Here, Uhrin et al. describe the targeted disruption of the PCI gene, which encodes the protein C inhibitor. This member of the serpin family of proteinase inhibitors was originally known for its role in regulating thrombosis, but its biochemical specificity is broad, as is its distribution in human extravascular tissues. PCI-/- mice are indistinguishable from their wild-type littermates in most respects, but males are infertile, due to profound defects in sperm development.
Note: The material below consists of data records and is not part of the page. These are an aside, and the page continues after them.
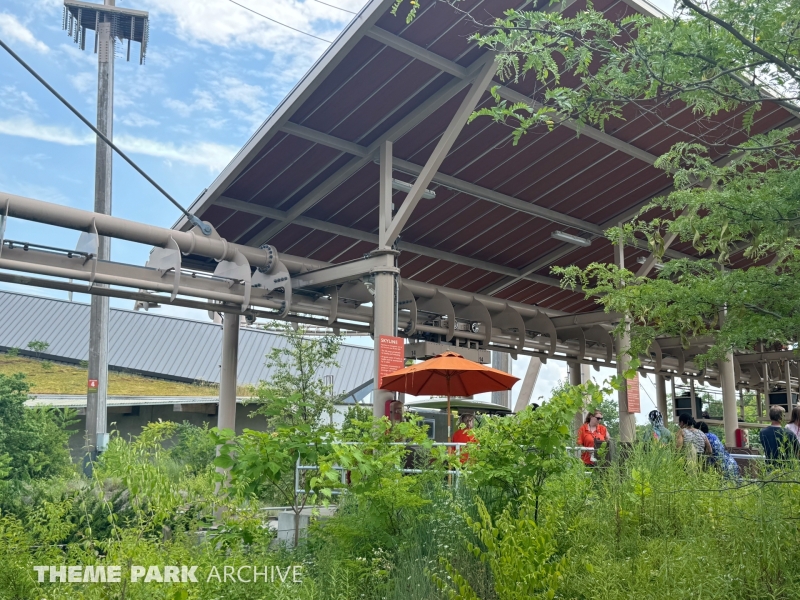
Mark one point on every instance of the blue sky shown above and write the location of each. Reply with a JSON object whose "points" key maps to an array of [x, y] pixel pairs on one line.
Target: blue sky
{"points": [[214, 72]]}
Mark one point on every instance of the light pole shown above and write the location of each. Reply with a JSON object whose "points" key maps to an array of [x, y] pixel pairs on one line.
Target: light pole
{"points": [[109, 24]]}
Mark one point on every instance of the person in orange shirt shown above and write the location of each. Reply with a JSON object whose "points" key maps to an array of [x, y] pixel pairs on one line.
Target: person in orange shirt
{"points": [[591, 434], [463, 435]]}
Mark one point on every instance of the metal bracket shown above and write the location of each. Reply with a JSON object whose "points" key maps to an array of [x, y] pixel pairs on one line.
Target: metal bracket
{"points": [[3, 221], [406, 301], [541, 323], [334, 309], [440, 305], [278, 278], [89, 243], [477, 312], [510, 319], [597, 334], [575, 333], [237, 269], [165, 260]]}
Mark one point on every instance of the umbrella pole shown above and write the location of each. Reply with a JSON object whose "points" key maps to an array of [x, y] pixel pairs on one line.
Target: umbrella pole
{"points": [[449, 416]]}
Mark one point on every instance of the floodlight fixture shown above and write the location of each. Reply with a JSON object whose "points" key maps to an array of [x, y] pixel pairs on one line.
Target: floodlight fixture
{"points": [[402, 186], [124, 24], [571, 239]]}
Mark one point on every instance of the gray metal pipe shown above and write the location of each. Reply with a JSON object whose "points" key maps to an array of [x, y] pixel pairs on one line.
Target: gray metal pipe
{"points": [[214, 247]]}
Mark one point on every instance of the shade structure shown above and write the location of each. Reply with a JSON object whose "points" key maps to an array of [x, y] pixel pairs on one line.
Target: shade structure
{"points": [[448, 374]]}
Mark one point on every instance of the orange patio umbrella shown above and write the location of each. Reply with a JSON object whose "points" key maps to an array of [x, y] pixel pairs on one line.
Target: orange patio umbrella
{"points": [[448, 374]]}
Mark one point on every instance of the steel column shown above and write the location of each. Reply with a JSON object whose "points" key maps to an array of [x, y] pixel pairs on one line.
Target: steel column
{"points": [[97, 389], [727, 381], [502, 362], [227, 378], [384, 322], [575, 378], [661, 396], [528, 384]]}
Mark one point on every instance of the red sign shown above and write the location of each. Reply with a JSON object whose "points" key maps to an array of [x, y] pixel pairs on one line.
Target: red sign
{"points": [[634, 402], [391, 356]]}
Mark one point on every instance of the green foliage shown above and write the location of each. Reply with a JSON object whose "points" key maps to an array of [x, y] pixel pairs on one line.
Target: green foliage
{"points": [[38, 346], [517, 454], [521, 554], [33, 440], [716, 57], [297, 373]]}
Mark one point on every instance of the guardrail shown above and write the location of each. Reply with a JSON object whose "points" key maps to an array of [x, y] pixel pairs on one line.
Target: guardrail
{"points": [[575, 450]]}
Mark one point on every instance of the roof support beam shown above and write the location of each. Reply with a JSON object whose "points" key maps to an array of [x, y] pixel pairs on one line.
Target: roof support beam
{"points": [[440, 152], [418, 115], [358, 234], [441, 63]]}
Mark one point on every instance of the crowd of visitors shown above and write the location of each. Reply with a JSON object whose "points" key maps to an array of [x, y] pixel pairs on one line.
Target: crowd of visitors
{"points": [[780, 443]]}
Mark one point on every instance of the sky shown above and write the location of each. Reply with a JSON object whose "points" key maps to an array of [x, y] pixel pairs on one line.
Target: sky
{"points": [[213, 74]]}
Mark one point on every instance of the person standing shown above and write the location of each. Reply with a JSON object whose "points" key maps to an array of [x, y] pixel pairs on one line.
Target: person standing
{"points": [[794, 422], [659, 432], [691, 437], [720, 456], [778, 443], [592, 434], [464, 435]]}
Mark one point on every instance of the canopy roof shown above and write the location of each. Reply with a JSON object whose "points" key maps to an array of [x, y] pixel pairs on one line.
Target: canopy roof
{"points": [[307, 181]]}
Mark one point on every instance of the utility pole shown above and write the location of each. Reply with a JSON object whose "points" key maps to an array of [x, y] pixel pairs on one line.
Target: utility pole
{"points": [[109, 24]]}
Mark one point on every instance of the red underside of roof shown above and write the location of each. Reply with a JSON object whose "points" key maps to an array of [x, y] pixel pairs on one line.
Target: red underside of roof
{"points": [[374, 87]]}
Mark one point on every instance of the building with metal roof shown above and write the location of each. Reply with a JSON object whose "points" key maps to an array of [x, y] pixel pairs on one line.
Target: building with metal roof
{"points": [[160, 346], [368, 201]]}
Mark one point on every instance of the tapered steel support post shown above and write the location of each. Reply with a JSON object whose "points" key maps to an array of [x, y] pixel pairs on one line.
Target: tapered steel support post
{"points": [[575, 378], [384, 321], [727, 380], [627, 420], [661, 397], [227, 379], [96, 409], [502, 362]]}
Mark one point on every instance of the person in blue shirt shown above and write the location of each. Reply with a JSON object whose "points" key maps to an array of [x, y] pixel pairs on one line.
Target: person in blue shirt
{"points": [[659, 432], [720, 456], [778, 443]]}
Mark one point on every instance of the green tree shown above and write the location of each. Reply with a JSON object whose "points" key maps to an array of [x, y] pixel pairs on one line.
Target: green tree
{"points": [[297, 373], [33, 440], [518, 454], [731, 199], [38, 346]]}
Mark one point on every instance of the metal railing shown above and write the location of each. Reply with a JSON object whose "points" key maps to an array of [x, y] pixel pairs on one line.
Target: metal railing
{"points": [[343, 470], [576, 451]]}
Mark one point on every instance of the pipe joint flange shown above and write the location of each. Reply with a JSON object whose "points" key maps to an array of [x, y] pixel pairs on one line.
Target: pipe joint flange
{"points": [[271, 258], [390, 270]]}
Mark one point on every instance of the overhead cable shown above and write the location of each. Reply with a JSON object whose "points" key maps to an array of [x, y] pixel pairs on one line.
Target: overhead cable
{"points": [[204, 227], [281, 24], [336, 7]]}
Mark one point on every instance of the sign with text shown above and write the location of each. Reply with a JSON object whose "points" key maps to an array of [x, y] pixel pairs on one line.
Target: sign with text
{"points": [[391, 356], [634, 402]]}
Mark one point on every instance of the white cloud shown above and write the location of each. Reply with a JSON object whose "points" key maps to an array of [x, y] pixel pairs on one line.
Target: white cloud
{"points": [[84, 82], [205, 154], [12, 29], [236, 91], [134, 119], [28, 128], [15, 100], [203, 101]]}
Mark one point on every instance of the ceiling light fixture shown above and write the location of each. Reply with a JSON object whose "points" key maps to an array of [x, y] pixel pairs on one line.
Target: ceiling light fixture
{"points": [[571, 239]]}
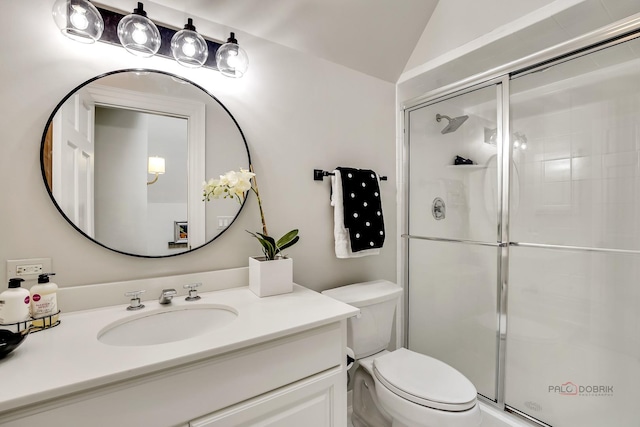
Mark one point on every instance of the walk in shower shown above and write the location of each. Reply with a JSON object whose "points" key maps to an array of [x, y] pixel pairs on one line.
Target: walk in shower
{"points": [[522, 257]]}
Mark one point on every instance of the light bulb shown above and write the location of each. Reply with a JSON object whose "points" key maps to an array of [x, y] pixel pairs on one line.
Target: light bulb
{"points": [[188, 48], [139, 35], [231, 59], [78, 18]]}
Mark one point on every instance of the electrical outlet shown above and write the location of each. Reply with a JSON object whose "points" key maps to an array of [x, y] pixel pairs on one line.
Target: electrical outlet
{"points": [[28, 269]]}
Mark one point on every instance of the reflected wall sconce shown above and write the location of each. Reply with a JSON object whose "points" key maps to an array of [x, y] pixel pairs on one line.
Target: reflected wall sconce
{"points": [[79, 20], [82, 21], [155, 167], [231, 59], [138, 34]]}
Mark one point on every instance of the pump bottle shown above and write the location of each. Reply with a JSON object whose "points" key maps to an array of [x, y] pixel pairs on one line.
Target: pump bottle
{"points": [[44, 302], [14, 306]]}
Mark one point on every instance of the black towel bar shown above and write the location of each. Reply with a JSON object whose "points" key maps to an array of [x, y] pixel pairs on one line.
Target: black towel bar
{"points": [[319, 174]]}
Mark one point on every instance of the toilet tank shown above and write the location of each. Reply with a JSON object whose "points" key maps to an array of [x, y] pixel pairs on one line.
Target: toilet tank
{"points": [[377, 300]]}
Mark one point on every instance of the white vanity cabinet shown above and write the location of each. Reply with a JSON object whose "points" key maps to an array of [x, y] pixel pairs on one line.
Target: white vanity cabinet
{"points": [[295, 380], [309, 403]]}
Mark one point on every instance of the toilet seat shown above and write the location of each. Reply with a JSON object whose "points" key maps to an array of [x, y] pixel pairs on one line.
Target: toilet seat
{"points": [[425, 381]]}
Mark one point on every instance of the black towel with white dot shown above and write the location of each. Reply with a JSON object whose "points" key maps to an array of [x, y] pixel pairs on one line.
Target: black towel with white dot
{"points": [[362, 208]]}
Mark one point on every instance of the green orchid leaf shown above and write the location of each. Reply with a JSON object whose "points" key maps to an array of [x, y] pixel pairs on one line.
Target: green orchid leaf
{"points": [[289, 244], [284, 240]]}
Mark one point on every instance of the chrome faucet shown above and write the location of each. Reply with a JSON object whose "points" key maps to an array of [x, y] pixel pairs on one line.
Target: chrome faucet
{"points": [[167, 295]]}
Remarkably, human male infertility is also associated with a lack of PCI in the seminal fluid -- normally a rich source of this proteinase inhibitor in both humans and mice. Uhrin and coworkers propose that the absence of PCI perturbs the balance of endogenous proteinases and proteinase inhibitors in the male reproductive tract. As measured in vitro using artificial substrates, the activity of multiple serine proteinases in the testis is greatly increased in the mutant males. Presumably as a consequence of this unbalanced proteolytic activity, the histological structure of the seminiferous tubules is disrupted, with considerable cell death among Sertoli cells and spematogenic precursor cells. Sperm cells themselves are abnormal and are incapable of binding oocytes, even from wild-type females. Because of the multiple defects in the testis that could account for the abnormalities in the sperm, the present findings do not address whether the loss of PCI directly affects sperm-associated proteinases, such as the serine proteinase acrosin.